When she first wrote it she posted it in a few groups and I remember even back then that a few people wrote back that birth is not fearful. The article is scary they wrote. There’s nothing to fear in childbirth! Most of the time it’s due to the hospitals.

They are wrong. Birth is a fearful time because it’s the unknown. It’s uncontrollable. The mother is constantly scared. Scared of miscarriage, scared of premature birth, scared of stillbirth, scared of bleeding too much, scared of problems after the birth, scared of the pains, scared for the baby, scared for themselves. Just plain scared. Add to that the fact that you can do everything right in pregnancy, read every book, take the right classes, know what to do, and still have a scary birth and postpartum time. My fourth was this way. I knew  how to do it all, having done 3 births, 2 without medications and incidents. I was a pro and so we knew it would be quick, easy, and we would have a new member to snuggle in the Christmas season. After a fearful ambulance ride, a traumatic birth, and NICU stay I am now not that naïve. As a friend once told me, “Birth is the one time in a woman’s life where she doesn’t know the outcome. She literally may lay down her life for her neighbor. She is at the mercy of God and has no other choice but to surrender to His plan.”

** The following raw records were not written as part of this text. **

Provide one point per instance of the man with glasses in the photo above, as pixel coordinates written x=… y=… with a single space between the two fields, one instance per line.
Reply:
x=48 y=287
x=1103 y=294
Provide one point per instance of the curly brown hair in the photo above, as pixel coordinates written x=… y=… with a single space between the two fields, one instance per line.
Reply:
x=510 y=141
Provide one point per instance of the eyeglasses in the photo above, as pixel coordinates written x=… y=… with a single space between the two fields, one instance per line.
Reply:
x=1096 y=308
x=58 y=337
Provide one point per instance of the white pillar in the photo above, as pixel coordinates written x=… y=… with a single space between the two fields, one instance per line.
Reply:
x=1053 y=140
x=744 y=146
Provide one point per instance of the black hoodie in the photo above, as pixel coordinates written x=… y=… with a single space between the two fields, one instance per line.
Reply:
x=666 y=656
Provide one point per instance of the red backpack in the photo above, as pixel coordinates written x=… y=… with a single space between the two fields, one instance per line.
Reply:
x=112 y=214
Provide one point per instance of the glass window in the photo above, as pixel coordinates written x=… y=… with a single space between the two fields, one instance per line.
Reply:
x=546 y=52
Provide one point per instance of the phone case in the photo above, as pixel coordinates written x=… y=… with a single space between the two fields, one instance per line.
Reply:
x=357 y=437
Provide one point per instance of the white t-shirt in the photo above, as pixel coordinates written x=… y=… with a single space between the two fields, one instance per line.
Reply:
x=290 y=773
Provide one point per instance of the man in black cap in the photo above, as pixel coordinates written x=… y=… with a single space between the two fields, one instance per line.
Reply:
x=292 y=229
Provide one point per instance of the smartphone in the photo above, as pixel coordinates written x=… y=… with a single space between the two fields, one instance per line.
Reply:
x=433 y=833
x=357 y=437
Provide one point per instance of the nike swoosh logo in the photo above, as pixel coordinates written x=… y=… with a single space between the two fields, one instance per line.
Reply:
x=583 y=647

Birth can be fearful, it can also be joyous, or it can be a mixture of the two. The only constant is that we rely on His mercy and have faith in His assurance that we are His children. We are claimed by Him in baptism and know we are clothed in His righteousness. We cling to His promise in Ephesians 2 that we are saved by grace. Nothing I do, but only what He does for me. As we go down this fearful road of life that promise makes the anxiety give way. We don’t know what’s up ahead, but we do know of His promise.